I want to stress, however, that it is not just Buddhists who are negligent when it comes to meeting duhkha with karuna, and not just Koreans in Korea. I am equally saddened by the attitude displayed by many members of the Korean Christian community in the United States. Surrounded by American affluence, they seemed to have turned their attention to commerce, consumerism, and pursuit of "the good life," forgetting the important creative role of suffering in their own religious tradition. They forget, for example, that it was the suffering of the Israelites in Egypt that led to the creation of the Old Testament, the spiritual seed from which the entire Judeo-Christian tradition grew.
Without an awareness of the dynamic, creative role of suffering, any religion becomes spiritually enervated and self-serving. The willingness to embrace suffering is, in fact, the flip-side of mom-love, and an essential element of compassion. If one sees beyond the boundaries of the physical body and realize that each body includes all bodies, then true neighborly love begins. This love intensifies as it transforms the nature of personal suffering. Since my body is my neighbor’s body, my mom his mom, his suffering becomes my suffering. Without properly recognizing the relation between love and suffering, the depth of the Buddha’s boundless compassion and Jesus Christ’s absolute love can never be understood, let alone experienced.
The central role of suffering in both the Buddhist and Christian concepts of love has implications too far-reaching for investigating in a single paper. Suffice it to say that many of the ramifications are again counter-intuitive. For affluent believers, building churches and giving money to charity are positive pleasures that require little in the way of self-sacrifice. They are good works, certainly, and should be applauded as such, but they are still firmly rooted in the momchit world of you-and-I. They do not partake of the mom-love and mom-suffering which both Jesus and the Buddha taught.
Finally, I want to end by stressing my belief that the age of religious partisanship has ended. I believe we are entering a new age, in which spiritual seekers will be willing to look for and accept wisdom and guidance wherever they occur.

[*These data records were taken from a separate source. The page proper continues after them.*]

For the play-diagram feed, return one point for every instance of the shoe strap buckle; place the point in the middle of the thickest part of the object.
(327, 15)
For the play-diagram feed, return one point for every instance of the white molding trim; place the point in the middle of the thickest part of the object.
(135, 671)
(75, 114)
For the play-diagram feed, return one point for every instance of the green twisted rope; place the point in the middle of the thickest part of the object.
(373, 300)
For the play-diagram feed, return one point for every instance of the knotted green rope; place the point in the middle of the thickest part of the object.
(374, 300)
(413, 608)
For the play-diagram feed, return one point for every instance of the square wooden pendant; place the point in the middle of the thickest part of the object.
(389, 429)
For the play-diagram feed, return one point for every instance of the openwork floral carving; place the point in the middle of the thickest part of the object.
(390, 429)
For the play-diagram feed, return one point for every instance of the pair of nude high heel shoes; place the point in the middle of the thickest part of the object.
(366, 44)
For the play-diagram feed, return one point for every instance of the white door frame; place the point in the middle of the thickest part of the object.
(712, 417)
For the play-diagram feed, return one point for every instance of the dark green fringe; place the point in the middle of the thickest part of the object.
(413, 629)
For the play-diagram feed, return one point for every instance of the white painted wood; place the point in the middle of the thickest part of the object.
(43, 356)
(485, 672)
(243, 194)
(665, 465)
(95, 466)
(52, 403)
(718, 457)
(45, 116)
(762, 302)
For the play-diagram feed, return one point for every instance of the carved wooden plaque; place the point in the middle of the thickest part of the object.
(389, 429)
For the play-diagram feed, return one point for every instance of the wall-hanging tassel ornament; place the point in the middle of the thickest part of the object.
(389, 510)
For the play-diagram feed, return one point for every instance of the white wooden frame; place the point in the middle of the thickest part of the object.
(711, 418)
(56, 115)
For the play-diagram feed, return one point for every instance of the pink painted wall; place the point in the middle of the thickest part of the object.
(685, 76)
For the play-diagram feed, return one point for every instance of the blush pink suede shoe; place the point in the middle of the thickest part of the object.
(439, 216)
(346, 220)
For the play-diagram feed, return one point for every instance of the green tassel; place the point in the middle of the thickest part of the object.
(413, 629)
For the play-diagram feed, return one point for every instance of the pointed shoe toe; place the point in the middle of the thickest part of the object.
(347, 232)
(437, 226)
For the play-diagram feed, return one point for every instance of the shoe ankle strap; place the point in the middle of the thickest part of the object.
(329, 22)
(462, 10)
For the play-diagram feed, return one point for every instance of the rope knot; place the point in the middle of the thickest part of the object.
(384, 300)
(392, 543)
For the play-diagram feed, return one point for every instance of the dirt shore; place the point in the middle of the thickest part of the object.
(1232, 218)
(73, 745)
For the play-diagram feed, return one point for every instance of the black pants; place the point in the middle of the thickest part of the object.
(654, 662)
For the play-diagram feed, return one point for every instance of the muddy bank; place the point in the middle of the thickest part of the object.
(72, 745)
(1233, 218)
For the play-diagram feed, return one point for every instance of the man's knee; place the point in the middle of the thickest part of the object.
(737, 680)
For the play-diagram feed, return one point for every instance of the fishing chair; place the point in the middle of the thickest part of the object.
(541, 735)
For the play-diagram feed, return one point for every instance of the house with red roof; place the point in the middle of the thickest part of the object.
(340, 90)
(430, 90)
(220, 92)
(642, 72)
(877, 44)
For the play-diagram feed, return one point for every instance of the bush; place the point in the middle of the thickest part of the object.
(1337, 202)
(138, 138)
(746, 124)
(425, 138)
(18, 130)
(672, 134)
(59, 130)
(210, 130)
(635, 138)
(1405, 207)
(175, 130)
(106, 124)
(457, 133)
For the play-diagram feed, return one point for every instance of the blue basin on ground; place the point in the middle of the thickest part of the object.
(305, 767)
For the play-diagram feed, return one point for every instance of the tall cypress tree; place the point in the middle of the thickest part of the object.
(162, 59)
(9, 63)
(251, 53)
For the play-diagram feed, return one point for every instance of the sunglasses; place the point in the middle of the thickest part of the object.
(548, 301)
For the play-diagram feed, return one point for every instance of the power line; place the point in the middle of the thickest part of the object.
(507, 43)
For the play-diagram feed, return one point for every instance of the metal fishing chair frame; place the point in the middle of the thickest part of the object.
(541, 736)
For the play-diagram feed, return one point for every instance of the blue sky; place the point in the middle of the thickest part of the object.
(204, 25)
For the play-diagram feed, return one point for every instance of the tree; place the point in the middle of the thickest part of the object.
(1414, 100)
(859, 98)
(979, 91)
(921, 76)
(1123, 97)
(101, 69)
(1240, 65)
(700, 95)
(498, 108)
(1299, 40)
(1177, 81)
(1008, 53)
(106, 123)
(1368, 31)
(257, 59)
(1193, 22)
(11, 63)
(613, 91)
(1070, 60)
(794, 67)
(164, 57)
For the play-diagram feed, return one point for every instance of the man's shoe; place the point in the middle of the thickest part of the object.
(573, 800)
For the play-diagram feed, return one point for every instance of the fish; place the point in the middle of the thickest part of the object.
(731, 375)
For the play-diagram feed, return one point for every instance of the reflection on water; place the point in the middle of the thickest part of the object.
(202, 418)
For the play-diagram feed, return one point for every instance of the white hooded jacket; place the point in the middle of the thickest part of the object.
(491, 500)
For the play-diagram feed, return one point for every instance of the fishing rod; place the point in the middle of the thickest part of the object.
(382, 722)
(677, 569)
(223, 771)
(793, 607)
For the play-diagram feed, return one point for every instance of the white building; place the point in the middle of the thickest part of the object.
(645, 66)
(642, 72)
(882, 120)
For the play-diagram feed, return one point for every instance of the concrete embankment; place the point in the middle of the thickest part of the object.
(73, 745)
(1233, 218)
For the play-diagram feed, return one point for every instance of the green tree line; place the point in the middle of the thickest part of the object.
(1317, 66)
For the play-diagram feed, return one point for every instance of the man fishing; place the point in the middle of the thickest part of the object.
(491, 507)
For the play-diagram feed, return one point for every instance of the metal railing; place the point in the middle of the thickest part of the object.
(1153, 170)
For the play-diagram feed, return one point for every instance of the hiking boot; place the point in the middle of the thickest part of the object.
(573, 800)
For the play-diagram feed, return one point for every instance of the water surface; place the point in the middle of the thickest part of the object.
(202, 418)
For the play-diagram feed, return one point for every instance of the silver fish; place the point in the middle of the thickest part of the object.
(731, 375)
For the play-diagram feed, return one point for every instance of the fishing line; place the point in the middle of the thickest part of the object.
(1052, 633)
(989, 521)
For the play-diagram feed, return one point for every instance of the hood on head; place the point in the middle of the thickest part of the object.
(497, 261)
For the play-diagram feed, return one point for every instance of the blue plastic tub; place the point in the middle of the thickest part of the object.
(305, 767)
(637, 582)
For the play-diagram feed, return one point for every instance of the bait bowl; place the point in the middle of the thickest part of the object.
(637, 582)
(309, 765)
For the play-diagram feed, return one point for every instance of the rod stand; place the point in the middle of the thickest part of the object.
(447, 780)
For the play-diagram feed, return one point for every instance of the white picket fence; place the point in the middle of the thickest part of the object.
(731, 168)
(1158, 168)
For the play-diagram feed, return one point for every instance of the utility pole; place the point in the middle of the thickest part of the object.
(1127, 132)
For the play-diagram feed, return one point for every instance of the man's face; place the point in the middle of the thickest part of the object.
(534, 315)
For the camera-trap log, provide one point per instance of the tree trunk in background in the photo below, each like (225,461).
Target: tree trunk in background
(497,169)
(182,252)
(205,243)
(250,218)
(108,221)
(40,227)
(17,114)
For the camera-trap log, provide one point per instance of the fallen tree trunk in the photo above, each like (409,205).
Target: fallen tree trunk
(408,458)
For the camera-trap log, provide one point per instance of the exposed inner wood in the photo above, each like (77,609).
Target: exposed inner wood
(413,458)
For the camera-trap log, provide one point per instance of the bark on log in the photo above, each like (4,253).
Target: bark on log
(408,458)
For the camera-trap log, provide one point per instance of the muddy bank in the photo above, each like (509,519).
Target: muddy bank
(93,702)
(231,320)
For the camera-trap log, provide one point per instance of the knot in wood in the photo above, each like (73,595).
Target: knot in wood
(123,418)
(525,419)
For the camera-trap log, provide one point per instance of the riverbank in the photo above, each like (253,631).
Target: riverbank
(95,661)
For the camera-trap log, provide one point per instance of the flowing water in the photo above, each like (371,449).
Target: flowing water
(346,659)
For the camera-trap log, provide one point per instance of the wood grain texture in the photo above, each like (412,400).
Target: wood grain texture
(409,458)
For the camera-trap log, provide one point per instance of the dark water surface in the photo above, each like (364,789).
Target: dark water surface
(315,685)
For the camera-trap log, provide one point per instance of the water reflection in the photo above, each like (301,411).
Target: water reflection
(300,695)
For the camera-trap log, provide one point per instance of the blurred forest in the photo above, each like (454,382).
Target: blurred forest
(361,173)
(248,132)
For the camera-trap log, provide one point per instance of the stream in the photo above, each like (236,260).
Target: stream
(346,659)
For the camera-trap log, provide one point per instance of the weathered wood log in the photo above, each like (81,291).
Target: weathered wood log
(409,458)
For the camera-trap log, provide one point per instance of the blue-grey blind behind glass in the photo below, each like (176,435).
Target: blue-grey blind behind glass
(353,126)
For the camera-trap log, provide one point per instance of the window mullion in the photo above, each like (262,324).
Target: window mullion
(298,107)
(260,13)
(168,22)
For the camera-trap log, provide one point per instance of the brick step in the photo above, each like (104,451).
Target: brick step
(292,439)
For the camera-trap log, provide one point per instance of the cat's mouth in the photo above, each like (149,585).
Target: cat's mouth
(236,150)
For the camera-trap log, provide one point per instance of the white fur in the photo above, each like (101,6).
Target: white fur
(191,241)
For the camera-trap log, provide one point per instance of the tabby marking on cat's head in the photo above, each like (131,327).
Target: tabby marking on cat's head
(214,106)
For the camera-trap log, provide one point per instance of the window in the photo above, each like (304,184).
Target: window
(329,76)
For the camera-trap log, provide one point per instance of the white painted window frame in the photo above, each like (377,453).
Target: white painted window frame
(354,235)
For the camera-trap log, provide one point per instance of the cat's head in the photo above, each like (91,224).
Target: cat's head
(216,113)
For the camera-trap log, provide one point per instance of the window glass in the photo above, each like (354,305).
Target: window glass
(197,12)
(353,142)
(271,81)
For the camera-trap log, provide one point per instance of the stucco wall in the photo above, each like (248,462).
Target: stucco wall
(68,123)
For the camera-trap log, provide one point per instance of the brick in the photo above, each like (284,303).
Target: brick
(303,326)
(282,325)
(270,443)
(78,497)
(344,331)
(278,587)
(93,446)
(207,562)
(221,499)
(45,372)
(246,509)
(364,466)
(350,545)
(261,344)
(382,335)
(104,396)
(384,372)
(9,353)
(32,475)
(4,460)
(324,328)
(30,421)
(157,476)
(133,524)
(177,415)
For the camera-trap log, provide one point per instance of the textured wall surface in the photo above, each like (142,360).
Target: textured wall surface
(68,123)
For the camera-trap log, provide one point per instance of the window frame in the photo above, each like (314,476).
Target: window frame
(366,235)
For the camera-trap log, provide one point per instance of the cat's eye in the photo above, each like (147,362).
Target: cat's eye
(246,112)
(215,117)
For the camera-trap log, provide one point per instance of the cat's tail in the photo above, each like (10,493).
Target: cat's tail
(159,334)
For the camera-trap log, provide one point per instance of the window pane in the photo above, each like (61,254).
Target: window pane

As I hope this paper has shown, non-theistic Buddhism has more in common with theistic Christianity than one might otherwise assume. I have come to believe that Buddhists can gain important insights into their own tradition by looking at the way Christianity and other religious faiths approach themes of mutual concern such as love, compassion and suffering. These are, after all, the key elements of becoming truly human and one can never be too truthful or too human. For me it doesn’t matter which doctor the medicine comes from--the Buddha or Jesus. It only matters that the disease be cured.